Meringues require a long baking time at a low temperature. They are usually ready once they appear dry and are easily lifted from the parchment paper with their bases intact. Sometimes, though, especially for large meringues, it’s hard to know if the center has baked properly. It’s ok if it’s quite soft and marshmallow-like, but it shouldn’t be sticky like gum. If you don’t care how white your meringues are, you can slightly increase the temperature and bake for less tim


Ingredients

Makes about 1 dozen

  1. 6 egg whites, at room temperature

  2. 1 1/3 cups granulated sugar

  3. 3/4 teaspoon cream of tartar , or 1 teaspoon lemon juice

  4. 2 drops red food coloring (optional) to give a pretty color to the meringue. I didn’t use it this time but its lovely option.

  5. 100gms white chocolate

  6. 1 cup heavy whipping cream

  7. 1/2 cup sour cream

  8. 1/4 cup whole milk

  9. 1/4 cup confectioners’ sugar

  10. Garnish: fresh raspberries, fresh mint

Instructions

  1. Preheat oven to 90*C. Line a large baking sheet with parchment paper.

  2. Before you start, make sure that your mixer bowl is extra clean and not greasy, as that would prevent the egg whites from reaching their full volume. In the bowl of an electric mixer fitted with the whisk attachment, whisk egg whites on medium-low speed until foamy. Add cream of tartar and continue whisking until soft peaks start to form.

  3. Then, while mixer is running, add sugar, one tablespoon at a time, and increase mixing speed to medium-high. Go slowly. Adding the sugar and continuing to beat may take 5-10 minutes. The meringue is ready once stiff peaks form, it’s glossy and completely smooth but not dry, and the sugar is fully dissolved.
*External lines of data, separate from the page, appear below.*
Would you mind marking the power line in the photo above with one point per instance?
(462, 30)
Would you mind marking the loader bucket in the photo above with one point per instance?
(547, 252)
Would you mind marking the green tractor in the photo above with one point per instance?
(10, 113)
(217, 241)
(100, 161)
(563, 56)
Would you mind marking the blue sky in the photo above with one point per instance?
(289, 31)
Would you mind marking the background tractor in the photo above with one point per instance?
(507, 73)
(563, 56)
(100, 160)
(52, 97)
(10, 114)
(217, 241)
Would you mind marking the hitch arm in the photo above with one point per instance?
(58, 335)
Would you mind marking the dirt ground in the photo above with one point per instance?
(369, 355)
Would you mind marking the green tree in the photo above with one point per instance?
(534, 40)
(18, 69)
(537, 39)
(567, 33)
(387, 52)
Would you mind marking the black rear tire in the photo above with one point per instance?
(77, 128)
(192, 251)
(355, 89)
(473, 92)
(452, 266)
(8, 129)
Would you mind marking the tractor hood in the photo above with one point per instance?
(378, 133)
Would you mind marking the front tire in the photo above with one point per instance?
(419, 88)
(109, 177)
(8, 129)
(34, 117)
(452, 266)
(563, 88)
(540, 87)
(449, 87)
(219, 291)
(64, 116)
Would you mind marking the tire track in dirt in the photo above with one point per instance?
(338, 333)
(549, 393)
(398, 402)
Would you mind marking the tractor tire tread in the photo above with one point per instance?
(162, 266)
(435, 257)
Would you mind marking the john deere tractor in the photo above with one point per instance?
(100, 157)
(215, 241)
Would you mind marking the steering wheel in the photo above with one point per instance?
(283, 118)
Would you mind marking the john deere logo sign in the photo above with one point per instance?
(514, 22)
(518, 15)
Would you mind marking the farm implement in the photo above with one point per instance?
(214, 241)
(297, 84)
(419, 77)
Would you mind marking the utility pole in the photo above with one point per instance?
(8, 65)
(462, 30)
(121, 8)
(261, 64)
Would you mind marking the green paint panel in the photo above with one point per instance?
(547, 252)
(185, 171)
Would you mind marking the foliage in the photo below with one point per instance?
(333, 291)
Scrape down the sides of the bowl to make sure that no sugar is sticking.

  4. Transfer meringue to the piping bag. To prevent the parchment paper from sliding, pipe a little of the meringue on the underside of each corner of the paper and ‘stick’ it to the pan. Pipe a 5 cm (or any other size you want, depending on how big or small you want them) round spiral base on the prepared baking sheet, and without lifting the tip, pipe 2-3 circles on top of the outer edge to create a nest.

  5. Bake for 60 minutes. Turn oven off (do not open oven door), and leave meringues in oven overnight.
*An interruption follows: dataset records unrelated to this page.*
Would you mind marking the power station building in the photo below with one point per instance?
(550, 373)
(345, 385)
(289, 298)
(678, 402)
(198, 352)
  6. In a large bowl, beat heavy cream with a mixer at medium speed until thick and forms peaks. In a separate bowl melt the white chocolate on a double boiler. Once it cools, add the sour cream and melted chocolate to the whipped cream…Mix well making sure all is incorporated well. Cover and refrigerate for 1/2 hour. Spoon the mousse mixture into center of meringues. Garnish with raspberries and mint, and if desired sprinkle some cocoa powder.